Kamienie modlitwą gładzone
Dawid Ben-Gurion twierdził, że żadne miasto na świecie, nawet Rzym czy Ateny, nigdy nie odegrało w życiu narodu tak wielkiej roli przez tak długi czas, jaką odegrała Jerozolima w życiu narodu żydowskiego. Jerozolima może zachwycać. Dziś fotografów National Geographic i producentów turystycznych depliantów, które zalegają półki dusznych biur podróży przyciągają oświetlone nocą mury miejskie bądź fascynujący widok modłów przy ścianie płaczu. Jednak ani poszukiwacze ofert last minute, ani urzędnicy biur, z których wydobywają się elektroniczne dźwięki komputera i przyprawiający o ból głowy szum kserokopiarki, nie mogą zachwycić się widokiem świątyni, która zachwycała oczy Jezusa i Jego uczniów. Podziwiając dom Boży w Jerozolimie, Mistrz z Nazaretu doskonale zdawał sobie sprawę z rychłego końca sakralnej budowli. Pewnego razu zdradził swoim słuchaczom: „Przyjdzie czas, kiedy z tego, na co patrzycie, nie zostanie kamień na kamieniu, który by nie był zwalony” (Łk 21,5).
Proroctwo to spełniło się około czterdzieści lat po tym, gdy zostało wypowiedziane. Rzymskie wojska pod wodzą późniejszego cesarza Tytusa stanęły u bram Jerozolimy. W mieście rozpętało się piekło.
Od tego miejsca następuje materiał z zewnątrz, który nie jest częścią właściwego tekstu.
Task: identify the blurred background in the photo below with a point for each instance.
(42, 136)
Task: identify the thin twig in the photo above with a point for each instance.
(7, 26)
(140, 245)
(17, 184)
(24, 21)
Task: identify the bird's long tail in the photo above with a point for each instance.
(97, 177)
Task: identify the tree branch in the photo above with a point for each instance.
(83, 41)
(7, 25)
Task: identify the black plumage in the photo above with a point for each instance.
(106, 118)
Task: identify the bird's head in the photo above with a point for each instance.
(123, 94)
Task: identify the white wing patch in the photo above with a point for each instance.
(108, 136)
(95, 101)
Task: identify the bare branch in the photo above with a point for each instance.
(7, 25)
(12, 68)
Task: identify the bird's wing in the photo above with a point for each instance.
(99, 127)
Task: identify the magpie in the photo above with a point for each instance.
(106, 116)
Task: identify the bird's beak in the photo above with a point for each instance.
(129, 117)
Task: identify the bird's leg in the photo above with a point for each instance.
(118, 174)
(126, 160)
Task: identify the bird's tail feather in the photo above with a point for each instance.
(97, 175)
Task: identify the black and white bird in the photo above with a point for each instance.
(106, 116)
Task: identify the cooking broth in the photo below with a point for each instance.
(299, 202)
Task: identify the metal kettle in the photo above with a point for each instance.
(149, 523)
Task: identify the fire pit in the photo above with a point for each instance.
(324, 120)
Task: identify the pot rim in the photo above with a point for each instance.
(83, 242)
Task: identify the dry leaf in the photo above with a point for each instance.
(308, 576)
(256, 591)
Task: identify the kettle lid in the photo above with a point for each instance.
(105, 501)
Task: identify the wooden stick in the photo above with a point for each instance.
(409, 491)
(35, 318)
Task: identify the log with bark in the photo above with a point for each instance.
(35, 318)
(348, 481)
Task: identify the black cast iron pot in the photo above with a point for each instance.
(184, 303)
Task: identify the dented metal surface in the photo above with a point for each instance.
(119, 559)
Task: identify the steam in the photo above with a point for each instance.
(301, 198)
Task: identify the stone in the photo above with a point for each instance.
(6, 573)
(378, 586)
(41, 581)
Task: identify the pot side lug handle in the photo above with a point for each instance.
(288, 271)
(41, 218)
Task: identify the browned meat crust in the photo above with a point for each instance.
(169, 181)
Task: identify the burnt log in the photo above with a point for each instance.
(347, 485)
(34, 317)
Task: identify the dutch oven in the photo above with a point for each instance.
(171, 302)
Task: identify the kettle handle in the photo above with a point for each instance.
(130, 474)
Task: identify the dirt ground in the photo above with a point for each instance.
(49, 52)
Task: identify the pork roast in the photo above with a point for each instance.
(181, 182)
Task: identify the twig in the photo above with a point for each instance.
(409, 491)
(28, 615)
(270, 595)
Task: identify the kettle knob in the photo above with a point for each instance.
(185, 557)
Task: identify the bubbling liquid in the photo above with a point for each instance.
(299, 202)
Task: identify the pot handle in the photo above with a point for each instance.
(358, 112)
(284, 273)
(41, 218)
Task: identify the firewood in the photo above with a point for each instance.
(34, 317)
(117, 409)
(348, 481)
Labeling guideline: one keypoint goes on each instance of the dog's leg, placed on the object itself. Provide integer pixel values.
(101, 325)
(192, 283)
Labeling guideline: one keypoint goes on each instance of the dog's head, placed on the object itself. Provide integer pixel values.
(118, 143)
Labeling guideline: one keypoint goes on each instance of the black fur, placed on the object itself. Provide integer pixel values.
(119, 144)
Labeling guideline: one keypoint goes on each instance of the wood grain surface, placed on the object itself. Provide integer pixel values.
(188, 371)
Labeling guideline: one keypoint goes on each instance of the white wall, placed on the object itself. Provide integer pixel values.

Głód, wycieńczenie i zarazy dotknęły niemal wszystkich. Żydowski historyk Józef Flawiusz orzekł, że „niepodobna wszystkie okropności szczegółowo opowiadać; żadne miasto nigdy tyle nie wycierpiało, i nie było, od początku świata, narodu tak pełnego zbrodni”. Opisując wydarzenia roku 70 po Chr., Flawiusz włącza w narrację osobiste wtręty: „zobaczyłem wielu jeńców rozpiętych na krzyżach, a wśród nich rozpoznałem trzech moich znajomych. Ze ściśniętym sercem i ze łzami w oczach przyszedłem z tą wiadomością do Tytusa. Ów zaś natychmiast rozkazał zdjąć ich z krzyży i otoczyć jak najstaranniejszą opieką. Dwóch z nich zmarło w czasie leczenia”.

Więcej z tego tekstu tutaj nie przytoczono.